Sunday, December 22, 2024

Federal lawsuit alleges oil firm was negligent in oil tank blast that killed Louisiana teen

Federal Court
Oil tank   panoramio

New rules have been put in place for tank batteries in Louisiana. | Wiki Commons Images / epicanis

The family of a Beauregard Parish teen who was killed in an oil field tank battery explosion that hurled her body hundreds of yards from the tank site is suing a Texas oil company and the company’s insurer for negligence.

Zalee Day-Smith died Feb. 28, 2021 while she was on top of the unsecured oil tank about 500 feet from her home on property operated by Urban Oil and Gas Group LLC. The oil tank battery contained “shut-in” well sites, where oil and gas can be stored without being directly connected to pipelines.

The lawsuit, which was filed Dec. 23 in federal court in the Western District of Louisiana, comes in the wake of the Louisiana Department of Natural Resources announcing new regulations designed to improve safety at such industrial sites. Attorney David L. Wallace, one of the attorneys representing 14-year-old Zalee’s family, said that the new regulations, while welcome, point to deficiencies in past efforts to regulate such oil battery sites.


Louisiana Commissioner of Conservation Richard Ieyoub

“It is deeply unfortunate and incredibly saddening that it requires the horrific and violent death of a child in the state of Louisiana for our representatives to come together to make this change to the Louisiana Administrative Code,” Wallace said in a letter to the Louisiana Record. “These changes are absolutely an admission of (at best) an oversight in the Administrative Code or (at worst) purposeful neglect.”

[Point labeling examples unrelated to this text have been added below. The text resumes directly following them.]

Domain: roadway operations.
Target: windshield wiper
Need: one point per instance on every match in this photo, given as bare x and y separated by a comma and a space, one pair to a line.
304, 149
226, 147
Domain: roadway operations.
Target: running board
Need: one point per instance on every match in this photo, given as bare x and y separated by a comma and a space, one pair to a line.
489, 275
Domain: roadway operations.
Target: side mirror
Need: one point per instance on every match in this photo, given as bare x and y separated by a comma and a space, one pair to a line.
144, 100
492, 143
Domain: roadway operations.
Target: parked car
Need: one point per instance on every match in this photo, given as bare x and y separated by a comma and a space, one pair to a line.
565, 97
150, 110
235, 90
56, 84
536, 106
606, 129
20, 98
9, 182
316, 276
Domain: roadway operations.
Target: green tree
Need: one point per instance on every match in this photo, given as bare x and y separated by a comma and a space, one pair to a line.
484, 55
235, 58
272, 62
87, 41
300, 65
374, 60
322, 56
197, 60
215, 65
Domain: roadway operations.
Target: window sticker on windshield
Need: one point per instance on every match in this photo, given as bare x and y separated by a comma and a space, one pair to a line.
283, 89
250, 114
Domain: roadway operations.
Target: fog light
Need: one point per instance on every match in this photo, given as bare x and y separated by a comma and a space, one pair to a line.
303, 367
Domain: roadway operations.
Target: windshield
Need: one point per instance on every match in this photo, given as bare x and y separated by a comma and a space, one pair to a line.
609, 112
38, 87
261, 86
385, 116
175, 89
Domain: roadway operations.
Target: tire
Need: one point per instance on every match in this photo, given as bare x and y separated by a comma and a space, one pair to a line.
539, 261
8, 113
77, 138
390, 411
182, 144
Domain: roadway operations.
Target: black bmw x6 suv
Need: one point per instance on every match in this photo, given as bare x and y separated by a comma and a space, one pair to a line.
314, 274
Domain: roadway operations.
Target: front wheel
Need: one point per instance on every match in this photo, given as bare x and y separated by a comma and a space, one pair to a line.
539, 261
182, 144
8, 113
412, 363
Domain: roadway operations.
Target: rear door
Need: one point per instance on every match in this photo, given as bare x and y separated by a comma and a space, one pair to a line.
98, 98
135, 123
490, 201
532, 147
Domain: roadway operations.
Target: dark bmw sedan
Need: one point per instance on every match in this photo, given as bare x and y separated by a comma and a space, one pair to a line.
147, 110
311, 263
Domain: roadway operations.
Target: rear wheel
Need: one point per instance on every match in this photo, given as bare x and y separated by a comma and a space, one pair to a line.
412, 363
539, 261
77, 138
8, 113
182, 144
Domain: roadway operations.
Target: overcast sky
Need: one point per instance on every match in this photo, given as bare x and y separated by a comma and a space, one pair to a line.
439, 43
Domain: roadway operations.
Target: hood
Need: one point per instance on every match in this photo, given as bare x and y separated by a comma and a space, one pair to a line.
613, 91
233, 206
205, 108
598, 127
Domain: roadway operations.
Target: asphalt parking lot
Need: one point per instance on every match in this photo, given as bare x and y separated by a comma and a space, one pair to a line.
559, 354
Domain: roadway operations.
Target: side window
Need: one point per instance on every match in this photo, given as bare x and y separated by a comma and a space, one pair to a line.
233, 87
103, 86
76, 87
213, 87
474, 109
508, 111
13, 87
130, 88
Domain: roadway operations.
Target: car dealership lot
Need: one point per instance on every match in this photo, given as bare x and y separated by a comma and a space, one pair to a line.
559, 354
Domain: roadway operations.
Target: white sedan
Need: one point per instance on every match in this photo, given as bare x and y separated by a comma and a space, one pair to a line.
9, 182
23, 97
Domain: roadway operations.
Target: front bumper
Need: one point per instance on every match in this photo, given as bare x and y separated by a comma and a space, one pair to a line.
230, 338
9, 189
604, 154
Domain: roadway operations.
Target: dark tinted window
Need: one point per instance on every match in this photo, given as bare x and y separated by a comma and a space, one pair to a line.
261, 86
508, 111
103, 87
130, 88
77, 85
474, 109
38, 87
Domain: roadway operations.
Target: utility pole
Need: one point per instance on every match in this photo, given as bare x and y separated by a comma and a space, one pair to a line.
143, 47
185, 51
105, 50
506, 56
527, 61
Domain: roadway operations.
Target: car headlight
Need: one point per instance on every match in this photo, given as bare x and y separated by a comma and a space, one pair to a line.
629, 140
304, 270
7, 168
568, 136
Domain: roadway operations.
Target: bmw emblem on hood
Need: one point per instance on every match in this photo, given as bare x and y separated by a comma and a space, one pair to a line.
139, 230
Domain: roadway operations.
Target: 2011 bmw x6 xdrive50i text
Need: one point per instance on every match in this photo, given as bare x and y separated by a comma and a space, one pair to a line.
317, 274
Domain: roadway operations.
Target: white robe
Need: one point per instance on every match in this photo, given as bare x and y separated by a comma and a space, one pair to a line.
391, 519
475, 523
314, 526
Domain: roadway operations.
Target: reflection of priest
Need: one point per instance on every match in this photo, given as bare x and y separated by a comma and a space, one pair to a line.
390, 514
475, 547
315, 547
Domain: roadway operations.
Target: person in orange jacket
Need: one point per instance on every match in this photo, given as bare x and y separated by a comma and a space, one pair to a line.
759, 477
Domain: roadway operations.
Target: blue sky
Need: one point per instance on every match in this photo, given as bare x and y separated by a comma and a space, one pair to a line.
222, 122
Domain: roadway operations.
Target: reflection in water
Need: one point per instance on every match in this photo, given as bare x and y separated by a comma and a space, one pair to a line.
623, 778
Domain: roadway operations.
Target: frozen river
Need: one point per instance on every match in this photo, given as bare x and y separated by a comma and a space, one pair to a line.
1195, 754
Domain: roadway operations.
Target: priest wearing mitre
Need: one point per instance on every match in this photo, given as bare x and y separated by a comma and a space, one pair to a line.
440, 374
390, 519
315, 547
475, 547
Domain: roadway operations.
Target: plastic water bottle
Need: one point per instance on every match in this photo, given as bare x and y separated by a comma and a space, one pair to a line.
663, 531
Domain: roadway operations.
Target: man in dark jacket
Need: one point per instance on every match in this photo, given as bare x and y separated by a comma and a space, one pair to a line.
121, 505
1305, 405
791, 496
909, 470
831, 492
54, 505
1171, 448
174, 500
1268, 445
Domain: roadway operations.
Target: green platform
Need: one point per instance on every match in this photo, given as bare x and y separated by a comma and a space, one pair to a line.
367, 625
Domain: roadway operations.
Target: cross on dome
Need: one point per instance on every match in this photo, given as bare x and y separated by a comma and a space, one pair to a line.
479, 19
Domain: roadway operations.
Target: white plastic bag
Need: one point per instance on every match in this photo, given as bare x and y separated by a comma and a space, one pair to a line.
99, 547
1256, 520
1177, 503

The family is seeking damages for “severe and debilitating mental anguish, pain and suffering, and loss of enjoyment of life,” according to the lawsuit.

Louisiana Commissioner of Conservation Richard Ieyoub said in November that the rule change will better protect the public from potential hazards associated with these types of sites. The new rule mandates 4-foot fencing around batteries near populated areas when unmanned and the securing of entry hatches to the tanks, as well as warning signs.

“We may never know exactly what happened on that site when Zalee died,” Ieyoub said in a prepared statement, “and accidents of that kind may be rare, but we have to do what we can to minimize the chances of it ever happening again by doing more to make people aware of potential hazards and keep them off these sites if they don’t belong there.”

Urban Oil and Gas Group did not respond to a request for comment.

The Urban Oil and Gas Group site in Longville is similar to dozens of other abandoned, unused or shut-in well sites that Wallace has been aware of in his years of living in rural Louisiana.

“It had zero fencing,” he said. “It had zero warning signs. It also was located less than 500 feet from inhabited dwellings and a church. … Considering that most all wells and tank batteries in rural areas are in disrepair and poorly maintained, it is easy to see how shut-in wells are essentially bombs.”